More than 130 companies will share the funding, announced transport minister Andrew Jones. The competition for the funding, earmarked for emissions reduction technologies, was announced in September 2015. The £38m total is comprised of £30m from the Office for Low Emission Vehicles (which operates under the Departments for Transport, Energy and Climate Change, and BIS) and £8m from Innovate UK, which is supporting the projects.
The largest single winner is a £7.6m award for a 36 West Midlands companies, to investigate and develop mass production technologies for composite materials. As part of this, a consortium led by Jaguar Land Rover and Nissan UK has been awarded £1.7m, and is looking at lightweighting steel components for cars such as the Nissan Leaf , which it claims could increase its range by up to 25 per cent. The consortium will begin unveiling prototypes by 2018, and could be incorporating the technology in road vehicles by 2020.
Other regional grants include £4.4m in Yorkshire and the Humber, including £1.3m to a group led by Sheffield-based Faradion to use sodium-ion technology, which is cheaper than lithium-ion, in vehicle batteries; and a collaboration between the university of Sheffield and Magnomatics to develop a more efficient transmission mechanism using magnets. In the South-East, 20 organisation will share £5.6m, including a commercial vehicle fuel cell project led by Ceres Power; while in the East Midlands, a project led by Far-UK in Nottingham to replace steel in vehicle bodies with lighter materials is among 23 organisations sharing £7.5m.
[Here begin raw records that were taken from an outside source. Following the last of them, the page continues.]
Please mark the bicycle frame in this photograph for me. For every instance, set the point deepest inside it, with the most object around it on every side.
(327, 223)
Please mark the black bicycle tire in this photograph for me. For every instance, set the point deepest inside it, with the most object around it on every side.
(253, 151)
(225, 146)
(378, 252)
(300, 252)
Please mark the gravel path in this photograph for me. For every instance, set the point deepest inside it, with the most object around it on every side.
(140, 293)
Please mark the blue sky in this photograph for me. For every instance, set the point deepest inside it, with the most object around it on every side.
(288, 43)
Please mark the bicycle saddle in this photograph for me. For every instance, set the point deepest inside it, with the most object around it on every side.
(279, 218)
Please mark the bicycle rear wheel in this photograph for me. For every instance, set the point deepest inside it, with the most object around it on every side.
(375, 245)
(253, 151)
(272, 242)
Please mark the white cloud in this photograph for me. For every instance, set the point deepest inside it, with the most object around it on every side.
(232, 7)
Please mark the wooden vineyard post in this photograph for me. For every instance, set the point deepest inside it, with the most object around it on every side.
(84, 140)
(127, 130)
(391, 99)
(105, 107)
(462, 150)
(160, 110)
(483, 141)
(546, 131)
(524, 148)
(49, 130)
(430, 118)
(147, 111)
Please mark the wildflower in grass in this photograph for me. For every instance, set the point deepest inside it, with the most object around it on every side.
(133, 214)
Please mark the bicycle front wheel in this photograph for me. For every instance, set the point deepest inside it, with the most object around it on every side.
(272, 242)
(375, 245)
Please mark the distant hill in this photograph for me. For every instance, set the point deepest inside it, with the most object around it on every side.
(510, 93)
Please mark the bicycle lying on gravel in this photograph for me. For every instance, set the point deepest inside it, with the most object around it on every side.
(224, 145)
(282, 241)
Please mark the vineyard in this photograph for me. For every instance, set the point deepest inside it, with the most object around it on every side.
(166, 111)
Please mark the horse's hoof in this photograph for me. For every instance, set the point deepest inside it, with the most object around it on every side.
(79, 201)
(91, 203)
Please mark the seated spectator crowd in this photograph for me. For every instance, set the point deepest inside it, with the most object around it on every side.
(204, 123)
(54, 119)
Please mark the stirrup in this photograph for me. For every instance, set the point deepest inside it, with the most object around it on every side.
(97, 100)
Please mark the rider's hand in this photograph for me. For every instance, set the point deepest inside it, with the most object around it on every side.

Andrew Jones said the grants “will help Britain become a world leader in this exciting and valuable technology sector, creating skilled jobs of the future as part of our long-term economic plan. It will also mean lower running costs for motorists and less fuel consumption, which is good for the environment and our economy.” Roland Meister, head of transport for Innovate UK, added that the grants could help boost the economy by “at least £532m.”